Catherine Opie is not your average mom. In her photograph "Self Portrait/Nursing," she's a naked, plus-size, short-haired woman with tattoos on her arms and the word "pervert" scarified in florid script on her chest. Cradling a big, healthy looking baby who suckles from one breast, Opie's a lesbian, a wild woman, a Madonna, a well-known photographer, and a middle-aged mother who loves and cares for her child.

Opie's photograph is one of many challenging works featured in "Global Feminisms," an exhibition coming to the Davis Museum and Cultural Center at Wellesley College. The first show in more than a year at the Davis - the museum sat out last season while its roof was being replaced - it's a show that promises to get people talking.

Organized at the Brooklyn Museum, where it was on view last year, the exhibition was curated by Maura Reilly, curator of feminist art at that museum, and Linda Nochlin, author of the groundbreaking 1971 essay "Why Have There Been No Great Women Artists?" It presents works created since 1990 by more than 60 women, most under the age of 40, representing about 40 countries.

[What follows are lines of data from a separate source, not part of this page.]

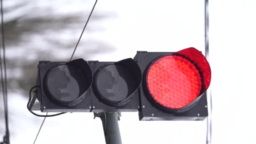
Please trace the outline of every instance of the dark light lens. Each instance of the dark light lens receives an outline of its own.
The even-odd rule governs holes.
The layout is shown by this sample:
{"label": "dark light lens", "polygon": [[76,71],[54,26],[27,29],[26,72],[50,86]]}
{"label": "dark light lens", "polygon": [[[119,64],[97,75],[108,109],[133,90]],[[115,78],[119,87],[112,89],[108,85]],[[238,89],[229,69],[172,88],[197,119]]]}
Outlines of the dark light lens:
{"label": "dark light lens", "polygon": [[72,102],[86,91],[84,75],[78,68],[66,64],[54,67],[49,73],[47,87],[53,97],[64,102]]}
{"label": "dark light lens", "polygon": [[96,84],[102,96],[113,102],[121,101],[136,88],[134,77],[127,68],[121,65],[112,64],[99,72]]}
{"label": "dark light lens", "polygon": [[188,105],[200,94],[199,72],[188,59],[181,56],[162,57],[149,68],[147,87],[152,97],[166,108],[179,109]]}

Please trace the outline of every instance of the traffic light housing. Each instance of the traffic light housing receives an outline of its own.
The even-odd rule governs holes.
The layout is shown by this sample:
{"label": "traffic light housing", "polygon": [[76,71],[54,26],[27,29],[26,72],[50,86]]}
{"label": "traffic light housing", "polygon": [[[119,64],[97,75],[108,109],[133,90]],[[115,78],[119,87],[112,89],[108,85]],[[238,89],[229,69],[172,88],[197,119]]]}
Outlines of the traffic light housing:
{"label": "traffic light housing", "polygon": [[193,48],[177,52],[138,51],[142,72],[139,89],[140,120],[199,120],[208,116],[204,93],[211,72]]}
{"label": "traffic light housing", "polygon": [[138,51],[117,62],[40,61],[36,95],[43,112],[139,111],[140,120],[208,115],[211,68],[195,48]]}

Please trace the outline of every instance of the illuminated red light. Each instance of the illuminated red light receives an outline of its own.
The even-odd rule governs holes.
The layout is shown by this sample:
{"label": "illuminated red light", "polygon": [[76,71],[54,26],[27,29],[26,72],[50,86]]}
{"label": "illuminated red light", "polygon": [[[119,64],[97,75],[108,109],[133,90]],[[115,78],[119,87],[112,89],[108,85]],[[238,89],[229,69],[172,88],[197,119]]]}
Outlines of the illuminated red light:
{"label": "illuminated red light", "polygon": [[148,71],[146,81],[149,93],[168,109],[179,109],[189,104],[210,84],[211,69],[204,56],[195,48],[184,50],[190,51],[182,50],[161,57]]}

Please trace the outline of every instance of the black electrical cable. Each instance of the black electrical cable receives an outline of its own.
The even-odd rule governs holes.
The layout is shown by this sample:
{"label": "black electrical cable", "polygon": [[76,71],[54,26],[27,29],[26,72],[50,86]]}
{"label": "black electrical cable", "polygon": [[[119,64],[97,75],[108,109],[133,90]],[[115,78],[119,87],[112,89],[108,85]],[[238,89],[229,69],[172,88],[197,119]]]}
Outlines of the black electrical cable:
{"label": "black electrical cable", "polygon": [[[209,10],[208,0],[205,0],[205,57],[208,61],[209,59]],[[211,87],[208,90],[209,96],[208,96],[210,100],[210,111],[209,116],[207,118],[207,128],[206,131],[206,144],[211,143],[212,134],[212,100],[211,90]],[[209,108],[209,107],[208,107]]]}
{"label": "black electrical cable", "polygon": [[66,113],[66,112],[61,112],[61,113],[59,113],[58,114],[54,114],[54,115],[47,115],[47,114],[48,113],[47,112],[47,113],[46,113],[46,115],[38,115],[38,114],[37,114],[33,112],[31,110],[29,109],[29,104],[30,104],[30,101],[31,101],[31,93],[32,92],[32,91],[36,88],[39,88],[39,86],[38,85],[36,85],[36,86],[34,86],[33,87],[32,87],[32,88],[31,88],[30,89],[30,90],[29,90],[29,101],[27,103],[27,109],[30,112],[31,112],[33,115],[36,115],[37,117],[54,117],[54,116],[56,116],[57,115],[62,115],[62,114],[64,114]]}
{"label": "black electrical cable", "polygon": [[3,88],[3,93],[4,99],[4,107],[5,109],[5,135],[4,136],[3,144],[10,144],[10,135],[9,132],[9,126],[8,123],[8,104],[7,101],[7,80],[6,80],[6,67],[5,63],[5,46],[4,40],[4,31],[3,26],[3,0],[1,0],[1,27],[2,27],[2,40],[3,43],[3,63],[4,63],[4,69],[5,72],[4,80],[3,75],[3,67],[2,65],[2,59],[1,58],[1,53],[0,50],[0,67],[1,68],[1,77],[2,79],[2,85]]}
{"label": "black electrical cable", "polygon": [[73,57],[74,53],[75,53],[75,50],[77,49],[77,45],[78,45],[78,43],[79,43],[79,42],[80,41],[80,40],[81,40],[81,37],[82,37],[82,35],[83,35],[83,32],[85,31],[85,27],[86,27],[86,26],[87,25],[88,21],[89,21],[89,19],[90,19],[90,18],[91,17],[91,14],[92,13],[93,11],[93,9],[94,9],[94,7],[95,7],[95,5],[96,5],[96,3],[97,3],[97,1],[98,1],[98,0],[96,0],[96,1],[95,1],[95,3],[94,3],[94,5],[93,5],[93,9],[91,10],[91,13],[90,13],[90,15],[89,16],[89,17],[88,17],[88,19],[87,19],[87,21],[86,21],[86,23],[85,23],[85,27],[83,28],[83,32],[82,32],[82,33],[81,34],[81,35],[80,35],[80,37],[79,37],[78,41],[77,42],[77,45],[76,45],[75,47],[75,49],[74,50],[74,51],[73,52],[73,53],[72,54],[72,56],[71,56],[71,58],[70,58],[70,59],[69,60],[69,61],[71,61],[71,59],[72,59],[72,58]]}
{"label": "black electrical cable", "polygon": [[[80,41],[80,40],[81,39],[81,38],[82,37],[82,35],[83,35],[83,33],[84,31],[85,31],[85,27],[86,27],[86,26],[87,25],[87,24],[88,23],[88,21],[89,21],[89,20],[90,19],[90,18],[91,17],[91,14],[92,13],[93,11],[93,9],[94,9],[94,8],[95,7],[95,5],[96,5],[96,3],[97,3],[97,2],[98,1],[98,0],[96,0],[96,2],[95,2],[95,3],[94,3],[94,5],[93,5],[93,9],[92,9],[91,13],[90,13],[90,15],[89,16],[89,17],[88,18],[88,19],[87,19],[87,21],[86,21],[86,23],[85,23],[85,27],[83,28],[83,32],[82,32],[82,33],[81,34],[81,35],[80,35],[80,37],[79,37],[79,39],[78,40],[78,41],[77,42],[77,45],[75,46],[75,49],[74,50],[74,51],[73,52],[73,53],[72,54],[72,56],[71,56],[71,57],[70,58],[70,59],[69,60],[69,61],[71,61],[71,59],[72,59],[72,58],[73,57],[73,56],[74,55],[74,54],[75,53],[75,50],[77,49],[77,45],[78,45],[78,43],[79,43],[79,42]],[[38,132],[37,133],[37,136],[35,138],[35,141],[34,142],[34,144],[35,144],[35,141],[37,137],[37,136],[38,135],[38,134],[39,133],[39,132],[40,132],[40,130],[41,130],[41,128],[42,128],[42,127],[43,126],[43,125],[44,123],[44,121],[46,117],[53,117],[53,116],[56,116],[56,115],[61,115],[61,114],[63,114],[65,113],[65,112],[61,112],[61,113],[60,113],[57,114],[56,114],[56,115],[47,115],[47,114],[48,113],[48,112],[46,113],[46,115],[37,115],[35,113],[34,113],[34,112],[32,112],[32,111],[30,110],[29,109],[29,103],[30,103],[30,101],[31,99],[31,92],[32,91],[32,90],[35,88],[36,88],[37,87],[38,87],[38,86],[35,86],[33,87],[32,88],[31,88],[31,89],[30,89],[30,91],[29,91],[29,102],[27,103],[27,109],[29,110],[29,112],[31,112],[32,114],[33,114],[34,115],[35,115],[37,116],[38,117],[44,117],[45,118],[43,120],[43,123],[42,123],[42,125],[41,125],[41,127],[40,127],[40,129],[39,129],[39,131],[38,131]]]}
{"label": "black electrical cable", "polygon": [[[46,115],[45,115],[45,116],[47,116],[48,114],[48,112],[47,112],[46,113]],[[41,126],[40,127],[40,128],[39,128],[39,131],[38,131],[38,132],[37,132],[37,136],[35,137],[35,141],[34,141],[34,143],[33,143],[34,144],[35,144],[35,141],[37,140],[37,136],[38,136],[38,134],[39,134],[39,133],[40,132],[40,131],[41,131],[41,128],[42,128],[42,126],[43,126],[43,123],[45,122],[45,120],[46,117],[45,117],[45,118],[43,119],[43,122],[42,123],[42,124],[41,124]]]}

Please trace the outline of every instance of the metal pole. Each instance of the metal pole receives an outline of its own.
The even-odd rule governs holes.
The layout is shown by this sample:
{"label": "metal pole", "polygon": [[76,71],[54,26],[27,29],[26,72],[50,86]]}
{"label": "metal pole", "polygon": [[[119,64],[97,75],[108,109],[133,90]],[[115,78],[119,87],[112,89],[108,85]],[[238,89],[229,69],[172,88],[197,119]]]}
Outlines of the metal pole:
{"label": "metal pole", "polygon": [[94,113],[94,116],[99,117],[102,122],[106,144],[122,144],[117,113]]}

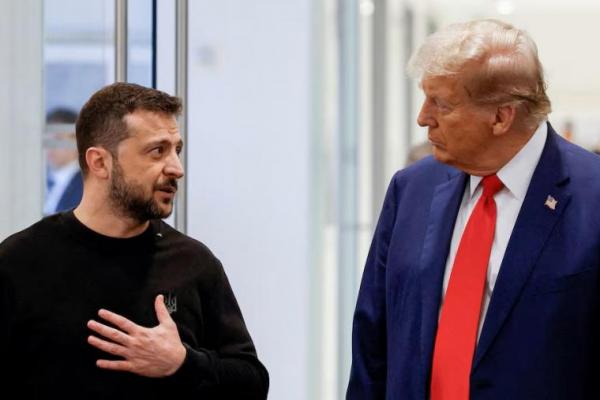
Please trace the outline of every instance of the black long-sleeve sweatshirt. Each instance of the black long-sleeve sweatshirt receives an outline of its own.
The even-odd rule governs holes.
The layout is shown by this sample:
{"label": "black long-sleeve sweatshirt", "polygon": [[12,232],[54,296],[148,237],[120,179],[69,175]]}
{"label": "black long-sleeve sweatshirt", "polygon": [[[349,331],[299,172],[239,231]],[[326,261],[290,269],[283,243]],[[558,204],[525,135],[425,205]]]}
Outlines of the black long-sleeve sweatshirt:
{"label": "black long-sleeve sweatshirt", "polygon": [[[100,308],[158,324],[164,294],[187,355],[172,376],[103,370],[87,343]],[[101,320],[100,320],[101,321]],[[112,357],[114,358],[114,357]],[[72,212],[47,217],[0,244],[0,381],[4,393],[47,399],[265,399],[256,356],[221,263],[160,220],[117,239]]]}

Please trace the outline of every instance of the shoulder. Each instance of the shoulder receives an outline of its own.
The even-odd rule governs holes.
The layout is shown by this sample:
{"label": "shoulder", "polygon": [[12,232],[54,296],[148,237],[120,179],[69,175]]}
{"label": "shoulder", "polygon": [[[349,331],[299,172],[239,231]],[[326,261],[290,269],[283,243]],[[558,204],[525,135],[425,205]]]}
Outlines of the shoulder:
{"label": "shoulder", "polygon": [[213,252],[199,240],[179,232],[164,221],[157,221],[158,230],[165,237],[169,245],[176,246],[178,250],[193,253],[204,259],[216,259]]}
{"label": "shoulder", "polygon": [[586,195],[600,193],[600,156],[564,138],[554,139],[561,153],[571,187],[581,189]]}
{"label": "shoulder", "polygon": [[46,217],[0,243],[0,269],[23,269],[35,261],[48,239],[56,235],[58,219],[58,215]]}
{"label": "shoulder", "polygon": [[58,226],[58,215],[51,215],[34,223],[33,225],[16,232],[0,243],[0,257],[4,257],[14,251],[31,251],[43,243],[44,237],[51,235],[54,228]]}
{"label": "shoulder", "polygon": [[427,156],[396,172],[392,177],[389,190],[396,195],[406,192],[414,192],[417,196],[425,195],[439,183],[461,173],[437,161],[433,156]]}
{"label": "shoulder", "polygon": [[208,248],[207,245],[184,233],[179,232],[164,221],[156,221],[157,229],[161,232],[163,249],[176,253],[193,275],[198,275],[202,280],[220,279],[224,275],[221,261]]}

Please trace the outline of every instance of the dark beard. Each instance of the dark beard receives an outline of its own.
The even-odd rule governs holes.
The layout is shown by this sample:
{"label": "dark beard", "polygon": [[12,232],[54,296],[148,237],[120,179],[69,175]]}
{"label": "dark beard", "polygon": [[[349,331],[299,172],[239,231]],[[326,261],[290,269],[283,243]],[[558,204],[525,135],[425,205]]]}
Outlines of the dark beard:
{"label": "dark beard", "polygon": [[140,223],[151,219],[167,218],[171,215],[173,209],[171,208],[170,211],[161,210],[153,196],[154,190],[159,190],[160,188],[172,188],[176,190],[177,180],[171,178],[162,184],[157,184],[153,188],[153,192],[149,196],[146,196],[144,188],[141,185],[125,181],[123,169],[119,165],[119,162],[115,160],[109,196],[111,203],[117,208],[119,214]]}

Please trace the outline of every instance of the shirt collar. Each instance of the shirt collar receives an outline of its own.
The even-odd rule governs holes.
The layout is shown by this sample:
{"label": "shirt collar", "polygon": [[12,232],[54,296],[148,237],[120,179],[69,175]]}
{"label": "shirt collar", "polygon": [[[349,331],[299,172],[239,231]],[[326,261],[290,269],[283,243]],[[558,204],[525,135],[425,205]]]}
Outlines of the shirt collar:
{"label": "shirt collar", "polygon": [[[519,200],[525,199],[529,182],[542,156],[547,137],[548,124],[542,121],[525,146],[496,173],[504,187]],[[482,179],[481,176],[471,175],[469,182],[471,198]]]}

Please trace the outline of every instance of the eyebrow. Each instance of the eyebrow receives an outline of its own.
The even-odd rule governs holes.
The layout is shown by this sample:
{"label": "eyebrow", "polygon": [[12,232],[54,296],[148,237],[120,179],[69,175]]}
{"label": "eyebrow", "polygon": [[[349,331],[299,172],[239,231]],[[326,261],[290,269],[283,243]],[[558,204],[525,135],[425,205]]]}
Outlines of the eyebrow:
{"label": "eyebrow", "polygon": [[[154,146],[158,146],[158,145],[169,145],[171,146],[171,141],[167,140],[167,139],[159,139],[159,140],[153,140],[152,142],[147,143],[144,148],[151,148]],[[183,147],[183,140],[179,139],[179,141],[177,143],[175,143],[175,147]]]}

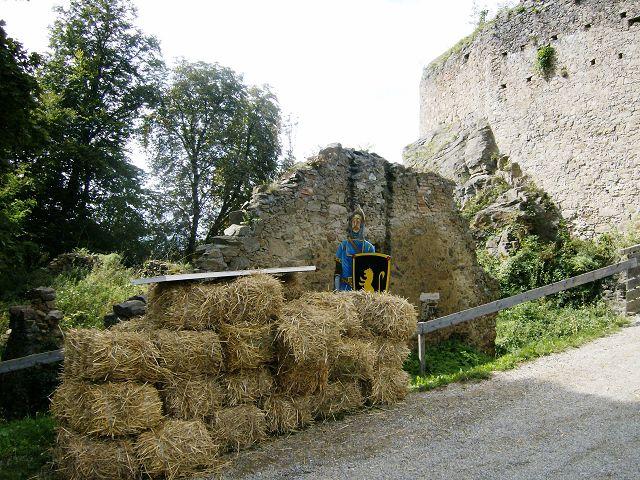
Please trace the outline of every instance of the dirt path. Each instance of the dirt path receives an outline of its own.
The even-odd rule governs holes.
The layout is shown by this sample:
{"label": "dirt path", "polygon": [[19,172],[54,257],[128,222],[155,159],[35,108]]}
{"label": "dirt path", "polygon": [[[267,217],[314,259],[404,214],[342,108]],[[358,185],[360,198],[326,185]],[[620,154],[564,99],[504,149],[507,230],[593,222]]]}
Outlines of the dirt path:
{"label": "dirt path", "polygon": [[638,479],[640,324],[241,452],[223,478]]}

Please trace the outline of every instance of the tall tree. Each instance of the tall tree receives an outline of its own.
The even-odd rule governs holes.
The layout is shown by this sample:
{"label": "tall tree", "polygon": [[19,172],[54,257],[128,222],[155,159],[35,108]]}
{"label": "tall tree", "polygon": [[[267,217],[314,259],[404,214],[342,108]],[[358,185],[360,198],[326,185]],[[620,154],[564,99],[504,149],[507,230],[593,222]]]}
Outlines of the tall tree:
{"label": "tall tree", "polygon": [[267,87],[247,87],[229,68],[180,62],[146,122],[145,146],[175,237],[191,256],[199,239],[271,179],[280,109]]}
{"label": "tall tree", "polygon": [[71,0],[57,12],[42,74],[51,139],[33,165],[33,229],[52,253],[126,250],[144,233],[142,171],[126,145],[154,101],[160,47],[134,26],[127,0]]}

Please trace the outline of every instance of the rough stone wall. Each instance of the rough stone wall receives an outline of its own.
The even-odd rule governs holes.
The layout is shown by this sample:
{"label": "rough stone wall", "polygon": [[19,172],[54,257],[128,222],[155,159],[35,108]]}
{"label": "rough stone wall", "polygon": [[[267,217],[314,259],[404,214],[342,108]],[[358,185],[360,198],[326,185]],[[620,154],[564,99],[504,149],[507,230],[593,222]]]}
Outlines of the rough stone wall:
{"label": "rough stone wall", "polygon": [[[535,69],[542,45],[555,49],[547,76]],[[425,69],[422,154],[405,163],[424,168],[486,122],[576,234],[624,228],[640,217],[639,88],[640,1],[525,1]],[[434,132],[450,138],[430,145]]]}
{"label": "rough stone wall", "polygon": [[[198,249],[198,270],[315,265],[300,279],[309,290],[328,290],[348,214],[361,205],[366,238],[392,256],[391,293],[419,306],[420,293],[439,292],[442,314],[492,299],[451,181],[339,144],[297,167],[279,183],[256,189],[243,214],[234,215],[245,221]],[[493,319],[446,335],[452,331],[493,349]]]}

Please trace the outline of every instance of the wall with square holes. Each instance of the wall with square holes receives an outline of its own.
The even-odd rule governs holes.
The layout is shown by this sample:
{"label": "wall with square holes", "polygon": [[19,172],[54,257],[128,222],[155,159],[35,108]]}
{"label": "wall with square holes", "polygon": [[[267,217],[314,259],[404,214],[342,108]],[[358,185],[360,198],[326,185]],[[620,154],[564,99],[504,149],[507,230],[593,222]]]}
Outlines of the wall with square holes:
{"label": "wall with square holes", "polygon": [[[554,50],[545,72],[543,46]],[[640,223],[639,92],[640,1],[525,1],[425,68],[420,136],[488,124],[500,153],[591,237]],[[433,168],[439,152],[423,150],[411,165]]]}

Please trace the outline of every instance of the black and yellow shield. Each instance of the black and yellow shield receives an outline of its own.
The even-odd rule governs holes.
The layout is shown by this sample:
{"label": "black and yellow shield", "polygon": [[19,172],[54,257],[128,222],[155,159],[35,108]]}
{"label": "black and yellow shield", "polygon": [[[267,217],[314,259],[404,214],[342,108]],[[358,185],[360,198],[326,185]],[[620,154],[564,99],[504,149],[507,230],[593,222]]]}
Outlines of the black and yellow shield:
{"label": "black and yellow shield", "polygon": [[386,292],[389,289],[391,257],[383,253],[356,253],[353,256],[353,289]]}

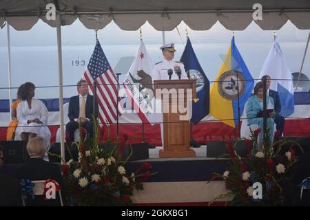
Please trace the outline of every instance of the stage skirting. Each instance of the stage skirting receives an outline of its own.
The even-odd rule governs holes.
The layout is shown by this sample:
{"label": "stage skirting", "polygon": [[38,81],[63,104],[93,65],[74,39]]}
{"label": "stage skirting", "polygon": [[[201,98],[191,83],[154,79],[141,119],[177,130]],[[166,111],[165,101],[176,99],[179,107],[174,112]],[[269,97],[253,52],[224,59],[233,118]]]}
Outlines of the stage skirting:
{"label": "stage skirting", "polygon": [[[151,175],[144,183],[144,190],[134,191],[132,197],[136,206],[207,206],[220,194],[227,192],[225,183],[213,181],[212,173],[223,173],[226,159],[196,157],[183,159],[149,159],[129,162],[125,168],[132,173],[144,162],[152,165]],[[21,164],[5,165],[3,171],[15,176]],[[224,197],[214,204],[225,206],[231,198]]]}

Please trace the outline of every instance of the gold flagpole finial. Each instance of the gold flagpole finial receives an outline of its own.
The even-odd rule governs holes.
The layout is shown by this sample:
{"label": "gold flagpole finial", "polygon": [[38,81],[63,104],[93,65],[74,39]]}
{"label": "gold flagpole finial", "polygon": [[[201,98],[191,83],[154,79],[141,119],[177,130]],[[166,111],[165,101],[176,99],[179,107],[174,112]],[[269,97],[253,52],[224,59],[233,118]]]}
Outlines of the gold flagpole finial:
{"label": "gold flagpole finial", "polygon": [[142,28],[140,28],[140,41],[142,41]]}

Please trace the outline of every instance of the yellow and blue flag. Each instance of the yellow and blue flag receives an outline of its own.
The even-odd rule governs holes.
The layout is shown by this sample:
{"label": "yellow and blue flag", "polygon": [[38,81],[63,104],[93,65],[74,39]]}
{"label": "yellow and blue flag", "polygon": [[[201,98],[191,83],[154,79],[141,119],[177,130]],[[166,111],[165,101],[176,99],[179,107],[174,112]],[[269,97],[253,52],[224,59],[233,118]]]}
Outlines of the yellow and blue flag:
{"label": "yellow and blue flag", "polygon": [[254,78],[239,53],[233,36],[216,82],[211,88],[210,114],[222,122],[236,127],[238,107],[240,116],[242,116],[254,86]]}
{"label": "yellow and blue flag", "polygon": [[192,102],[193,113],[191,119],[191,121],[196,124],[209,114],[210,82],[201,68],[189,38],[187,38],[185,49],[180,61],[184,63],[184,69],[187,76],[197,82],[196,98]]}

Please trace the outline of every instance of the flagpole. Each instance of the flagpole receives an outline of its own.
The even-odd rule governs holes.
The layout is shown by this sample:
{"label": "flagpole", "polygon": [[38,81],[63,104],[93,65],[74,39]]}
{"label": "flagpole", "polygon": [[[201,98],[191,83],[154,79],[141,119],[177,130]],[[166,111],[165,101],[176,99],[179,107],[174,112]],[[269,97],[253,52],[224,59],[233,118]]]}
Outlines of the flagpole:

Elaine Mehalakes, curator of academic programs at the Davis, acknowledges that feminism is not a label many young women eagerly embrace these days. But, she says, "Despite the controversy surrounding the word itself, it will be easy to recognize that the issues the exhibition raises have relevance for young women everywhere. It shows how far we've come and how far we have yet to go."

The thesis of "Global Feminisms" is summed up by its title. Unlike old-school '70s-style feminism, which was preoccupied mainly with the concerns of white, middle-class, North American and Western European women, the show speaks to the situations of women from all parts of the world, including Africa, Asia, and South America, and it presents works by women of many different races and ethnicities.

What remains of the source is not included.